Re: Limitation on pkg Pyfai ERROR
Hi Clement,
I am the upstream author of pyFAI and probably this bug has little to do with debian packaging.
Indeed, I don't test pyFAI on AMD hardware regularly.
Can you run the tests in a more verbose way to now specifically which test is failing ?
Maybe we should follow up this discussion in a pyFAI issue:
https://github.com/silx-kit/pyFAI/issues/2584
Could it be that is is `pyFAI-benchmark -h` which fails ?
I also find surprizing that your card advertizes WG=1024 abut that there are limitation to WG=256 in the output... but maybe this is unrelated.
Cheers,
Jerome
On Mon, 28 Jul 2025 13:58:08 +0000
LONGEAC Clement <clement.longeac@synchrotron-soleil.fr> wrote:
> Hello,
>
> I work on the pkg Pyfai , I am in an internship at Synchrotron-Soleil , my directors are Frederic-
> Emmanuel PICCA and Emmanuel FARHI. I implemented Rocm and Pocl autopkgtest for
> architecture amd64 and arm64. I implemented autopktests for rocm and pocl using Opencl on the package named Pyfai
> on local. The aim is to have an overview of code compatibility with various AMD
> graphics cards, the codes on all the AMD boards available for CI rocm for GPU
> and Pocl for CPU.
>
> But I have several problems with it, it makes very long times to build , so that some tests are marked as timed out whatever I do.

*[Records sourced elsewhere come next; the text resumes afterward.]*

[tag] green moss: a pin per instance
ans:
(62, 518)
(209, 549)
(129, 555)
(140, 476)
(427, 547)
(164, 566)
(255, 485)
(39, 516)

> I implemented the time limit at 42 200 second . In the ROCm parts , I have the error "Maximum valid workgroup size 256 on device <pyopencl.Device 'gfx1034' on 'AMD Accelerated Parallel Processing' at 0xe90bf90> 0.0 1.871411379818157e-05 "
>
> I don't know how to solve that and what it come from ... I made a lot of research and I don't really know how to solve it.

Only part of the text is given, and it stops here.